そんなこの作品は、“動物たちが、「生きること」を教えてくれた。 家庭環境に悩み心に傷を負った聡里は、祖母とペットに支えられて獣医師を目指し、北海道の獣医学大学へ進学し、自らの「居場所」を見つけていくことに ー 北海道の地で、自らの人生を変えてゆく少女の姿を描いた感動作”と内容紹介にうたわれています。藤岡さんの作品と言うと、看護師としての経験が活かされた「晴れたらいいね」や「満天ゴール」など医療の現場を描く作品に強い説得力を感じます。そんな藤岡さんがこの作品で描くのが”北海道の獣医学大学へ進学し”た主人公が『獣医』になるための道を歩んで行く物語です。私は今までに700冊以上の小説ばかりを読んできましたが、医療現場を描いた作品、もしくは動物が登場する作品は数多読んできましたが、そんな動物の命を守る『獣医』の視点から描かれた作品は初めてです。他にこのような分野を扱った作品があるのかどうか知識がありませんが、いずれにしても極めてレアな領域を扱ったのがこの作品と言えるのではないかと思います。
では、まずは『獣医』という視点からどんな物語が描かれていくかについて見てみたいと思います。物語は、『獣医』になるために『獣医学部』で学ぶ主人公の聡里が、その学びの中で目にする動物医療の世界が描かれていきます。その中から聡里が『初めて聞く言葉』に『首を傾げる』という場面からご紹介したいと思います。『きょうけつけん…?』という言葉が登場しますが、あなたはそれが何を意味するか知っているでしょうか?

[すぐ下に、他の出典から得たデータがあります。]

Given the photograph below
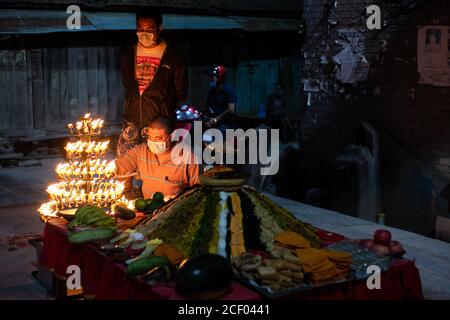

・『供血犬というのは、献血をする犬のこと』、『犬にも輸血が必要な時はある』、『でも、いまの日本には動物のための血液バンクはない』
→ 『病気や怪我をした犬に、血を分けてくれる供血犬が必要になってくる』
→ 『若い犬であること、内臓疾患がないこと、体格が良く肥満体ではないこと、感染症や寄生虫症に罹患していないこと…』『といった基準を満たしていないといけない』
『供血犬』という言葉は全くの初耳でありとても驚きました。『他の動物を助けるために血を抜かれる』という役割の下に生きていく犬の存在。しかし、『供血犬になることで』『居場所ができ』、結果として『飼い主に見捨てられ』たような犬が『生き延びることができる』という現実があることを登場人物の言葉を借りて描いていく藤岡さん。読み始めて早々にこんな知識を得ることできて、すでにこの作品を読んで良かったという思いに包まれました。次は、『いまから実習を始めます』という中で『牛舎』へと訪れた聡里が体験する『断角(だんかく)』についてです。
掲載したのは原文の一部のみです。